More on Success and Failure

I’ll be the first to admit that I have found myself to be wrong on more than a few counts over the course of my life. As one might expect, some of the errant perspectives I have held have been entirely minor, some more major, and some life changing when internalized and understood.

In this post, I’d like to talk about one of the more important things I have had entirely incorrect in my past, that being the accounting responsibility—and equally importantly, authority—for successes and failures in my life.

As a young man I, like so very many others when in youth, tried to place the blame for my failure and the “glory” of my success in a variety of places other than myself.

In doing this, it would have been quite difficult for me to have been more wrong. The “shift” in my view has “placed the blame” for both my failures and my successes squarely upon my own shoulders.

I don’t know when certain realizations regarding success and failure came solidly into focus, just that now, in focus they are.

One extremely significant realization is, unless others are somehow magically aware of what counts as a success or a failure on a given front looks for me, their ability to influence that  success or failure is at best, quite limited.

Another important consideration is that, where one can look at the world as a set of adversarial transactions and activities, in truth, almost everybody actually ends up better off only of those around them do likewise. Put simply, a person attempting to amass wealth or power to him or her self will do a poor job indeed unless he or she has help, and where that help can be coerced, in general, that person is much better off if instead, he or she can elicit that aid willingly. What’s the best way to get people to cooperate in your activities happily? To offer them some benefit they wouldn’t attain outside of working with you, or at least not as easily or quickly.

That doesn’t mean others will ever be pleased to do as you would have them, or that they will get all that they need from such an interaction. It does, though, mean they will attain benefit of some sort that is desirable to them.

Because this is the case, others will likewise seek to gain your aid, and in the process, offer you things they believe you will find useful or beneficial as a reward for your compliance. Is it a requirement (as a rule) that you work with the people in question? Not at all. Nor—unless you make it so—is it a requirement for them to do likewise where you are concerned or involved.

So, except in societies where free transactions (in the sense of their being allowed so long as the parties are willing and the acts not illegal) are not allowed, one may benefit by his or her interactions with others in society. Of course, it is possible to not benefit, and even to have entirely unprofitable transactions with those around one, but as a rule, those too are a matter of choice.

The error made by my younger self was manifold. Certainly, by way of example, I made the assumption that my success or failure was not a matter of my own choice. It was an easy way to excuse may failure, or in some cases, just my not succeeding to the level that should have been possible.

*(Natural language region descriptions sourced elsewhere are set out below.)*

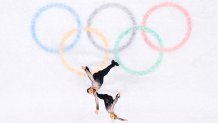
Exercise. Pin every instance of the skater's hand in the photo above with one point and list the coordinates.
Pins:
(96, 112)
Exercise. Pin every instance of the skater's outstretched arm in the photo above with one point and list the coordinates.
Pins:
(101, 96)
(97, 102)
(88, 72)
(115, 100)
(121, 119)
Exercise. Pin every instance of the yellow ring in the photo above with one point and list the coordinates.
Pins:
(70, 67)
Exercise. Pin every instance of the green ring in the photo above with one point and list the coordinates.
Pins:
(135, 72)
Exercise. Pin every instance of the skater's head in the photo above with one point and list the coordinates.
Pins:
(91, 90)
(113, 116)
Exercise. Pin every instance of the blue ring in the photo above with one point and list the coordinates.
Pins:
(43, 9)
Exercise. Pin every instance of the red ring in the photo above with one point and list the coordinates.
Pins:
(188, 24)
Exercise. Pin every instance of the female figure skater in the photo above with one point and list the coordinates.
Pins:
(109, 105)
(97, 80)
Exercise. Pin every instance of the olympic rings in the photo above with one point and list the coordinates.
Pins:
(44, 9)
(132, 29)
(65, 39)
(105, 6)
(185, 38)
(135, 72)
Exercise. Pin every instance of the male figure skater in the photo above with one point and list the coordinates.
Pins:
(109, 105)
(97, 80)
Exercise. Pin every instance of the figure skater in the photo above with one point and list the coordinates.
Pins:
(97, 80)
(109, 105)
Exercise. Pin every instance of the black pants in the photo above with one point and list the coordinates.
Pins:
(99, 76)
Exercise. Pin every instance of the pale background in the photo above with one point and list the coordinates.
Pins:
(35, 87)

Don’t get me wrong, others will have an effect on your success or failure inasmuch as it counts on them taking or not taking specific actions, but if you’re as I was, you assume more than this. You assume that others are actively seeking to thwart you—as it were, to keep you from succeeding. I’ll not say that never happens just that, in general, it tends to be a rare thing as the average person hasn’t the time or energy to worry about what you may or may not be doing—much less to attempt to keep you from doing it.

This is so true, that people speed down the roadways in the United States without any but the most meager of concerns of being caught, and even less concern of real or lasting punishment for so doing.

Another flaw in my logic can be expressed as follows. If someone else has control over your success or your failure, then it basically makes little sense to get up in the morning unless they’re more likely to let you succeed than to cause you to fail. The point here, is that it’s pretty much of little to no consequence whether or not others can cause you to succeed or fail unless they work towards that end. And since most of the time, others are too busy in their own little bubble to even look at you, chances are good that will not happen.

Too, even today, I “fight the monster” that says, “Don’t do that, it will result in failure.” Even though I have no real reason to believe that will likely be the case. I doubt I’m anything like alone in that.

I know full well, that there are simple things I can do to better myself in some regard, yet I fail to act because there is a sometimes even crushing fear of failure.

Maybe I will fail, but often, the only way to know with any certainty, is to try. And I would imagine more often than not, failure is not even likely, but even when it’s possible, I think it likely that it can be averted by appropriate action on my part.

Are you like me? Do you fail to try because you feel others are working against you (who generally are not)? Do you fail to try because you believe you are destined to fail?

If you are, consider that it’s more than a little unlikely that anyone is actually standing against you most of the time. And while you’re at it, don’t forget that if you never try where you never fail, you will assuredly also rarely succeed.

As usual, thanks for reading and have a wonderful day.